In my opinion, the set at 30,000.-yens(with tax 31,500.-yens), is not expensive if you think that it is 1,500yens per piece. Jiroo's nigiri are beautifully shaped, and in a breath just melt in your mouth.. True, you have also his son, or some of his disciple, like Mizutani and Harutaka, but after having gone each year at Jiroo Ginza, I can not help compare them unfavorably.I am picky even with his second son, although his lunch is better than at Mizutani and at 17,000yens...
So, I'll give you my take as a foreigner who has lived her for a few years. It was a pretty memorable experience, but I think it is kind of "binary" -- you either like it or you hate it. Very rapid and what I felt was alot of pressure to eat each nigiri piece immediately -- so I had just sort of finished one and was savoring the experience and the next one was down and Jiro was sort of staring at me waiting for me to eat it before the temperature went off perfect. 14 pieces, one after another, maybe 25 minutes or so from start to finish. Relaxing tea and melon at a booth afterwards.
Each piece was honestly the best of that type that I have ever had -- even awabi, which I am not a huge fan of, was fantastic at Sukiyabashi Jiro. And my friends and colleagues (both Japanese and now foreigners who have seen the movie) are always amused and entertained by the stories. And I have a photo of myself and wife and Ono-san that I am fond of. So, I am glad to have gone and it was truly excellent at every bite. But colleagues have not enjoyed the experience as much, and I can see the logic there. So, the summary of all this rambling: YMMV.
I ate there a year or so before the movie was released.
My impressions: Good Edomae sushi. Excellent, excellent rice. Lots of sauce on some of the pieces (but I'm sure Jiro-san intended it this way). Authentic, but I think I like my sushi with bit less sauce (but that's only my preference). It was a fast meal, but I have no problems with that.
Food-wise, there are many closely comparable sushi-yas all over Tokyo... But if I was a filmmaker, of all the itamae in Japan, I would also choose Jiro-san as my subject.
Ok, I'll bite...
I've been to the son's location in Roppongi several times mixed between lunch and dinner and to the main branch in Ginza once for dinner, where Jiro was serving.
At least in my experiences, I found the Roppongi setting to be far more approachable and enjoyable.
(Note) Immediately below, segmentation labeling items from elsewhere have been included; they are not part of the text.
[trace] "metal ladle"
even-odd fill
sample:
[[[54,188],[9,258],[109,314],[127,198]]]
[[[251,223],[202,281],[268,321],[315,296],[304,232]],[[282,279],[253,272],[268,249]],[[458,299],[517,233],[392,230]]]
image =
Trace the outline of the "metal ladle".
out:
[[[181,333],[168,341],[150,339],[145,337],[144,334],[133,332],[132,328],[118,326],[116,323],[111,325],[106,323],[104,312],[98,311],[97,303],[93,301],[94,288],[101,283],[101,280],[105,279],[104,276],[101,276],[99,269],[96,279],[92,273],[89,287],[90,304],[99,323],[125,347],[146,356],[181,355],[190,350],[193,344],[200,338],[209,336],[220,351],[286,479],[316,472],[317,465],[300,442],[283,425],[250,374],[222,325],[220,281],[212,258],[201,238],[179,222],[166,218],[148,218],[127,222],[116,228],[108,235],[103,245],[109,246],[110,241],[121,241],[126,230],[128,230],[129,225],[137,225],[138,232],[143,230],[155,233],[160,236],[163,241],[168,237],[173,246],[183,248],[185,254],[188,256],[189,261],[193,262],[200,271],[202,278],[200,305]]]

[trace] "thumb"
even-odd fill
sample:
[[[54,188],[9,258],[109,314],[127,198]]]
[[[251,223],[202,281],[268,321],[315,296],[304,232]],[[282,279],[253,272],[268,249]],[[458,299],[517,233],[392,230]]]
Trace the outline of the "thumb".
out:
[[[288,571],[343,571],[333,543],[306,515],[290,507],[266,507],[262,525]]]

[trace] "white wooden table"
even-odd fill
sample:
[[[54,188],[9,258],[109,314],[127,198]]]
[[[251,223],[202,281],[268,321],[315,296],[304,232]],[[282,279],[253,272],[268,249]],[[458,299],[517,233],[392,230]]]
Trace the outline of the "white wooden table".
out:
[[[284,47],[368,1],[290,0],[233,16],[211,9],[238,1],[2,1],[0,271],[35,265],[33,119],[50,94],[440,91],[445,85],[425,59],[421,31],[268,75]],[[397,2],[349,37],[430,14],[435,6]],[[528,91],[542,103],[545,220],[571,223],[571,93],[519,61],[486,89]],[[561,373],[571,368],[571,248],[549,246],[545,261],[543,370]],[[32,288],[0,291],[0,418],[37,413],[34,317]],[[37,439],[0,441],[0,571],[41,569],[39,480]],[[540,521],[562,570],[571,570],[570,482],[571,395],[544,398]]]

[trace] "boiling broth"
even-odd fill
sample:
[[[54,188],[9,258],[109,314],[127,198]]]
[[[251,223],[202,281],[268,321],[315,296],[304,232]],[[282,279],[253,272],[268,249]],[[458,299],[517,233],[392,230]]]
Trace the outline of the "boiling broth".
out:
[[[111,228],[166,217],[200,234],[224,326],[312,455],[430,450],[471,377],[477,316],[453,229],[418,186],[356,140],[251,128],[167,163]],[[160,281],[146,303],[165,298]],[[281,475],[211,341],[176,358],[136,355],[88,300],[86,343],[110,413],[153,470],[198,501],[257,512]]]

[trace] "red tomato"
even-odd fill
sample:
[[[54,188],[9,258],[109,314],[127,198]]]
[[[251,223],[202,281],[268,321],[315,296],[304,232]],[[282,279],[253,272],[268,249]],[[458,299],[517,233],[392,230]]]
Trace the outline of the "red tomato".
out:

Along with my guest, generally for lunch we were the only two people in the restaurant on several occasions. In other cases, there may have been one other small group or couple. At the main branch on one weekday for dinner, it was just my group of two and another group of four, all Japanese.
FYI, I'm a gaijin. My guest was Japanese. In Roppongi, they happily speak English and seemed to enjoy conversing with the guests, explaining items upon request, soliciting feedback and comments. It was interactive and mutual in terms of the discussion. A very quiet setting, I did not feel rushed, but the meal is rather fast compared to say, French, or another multi course plated experience.
In Ginza, I definitely felt like there was a wall between Jiro and his guests. The other table of Japanese folks were constantly praising him, it was almost pathetic to be honest, but I am trying to respect the culture here and acknowledge that it is normal and perhaps even expected in this setting with this master chef. He himself was stoic, didn't say much and certainly did not speak any English to anyone in the establishment. I felt the dinner to be even more rushed despite that the bulk of the restaurant was empty.
All that said, the sushi meals at both of these establishments have consistently been the best in my life and while the price is incredibly high, I would recommend it be tried - at least once (or twice!)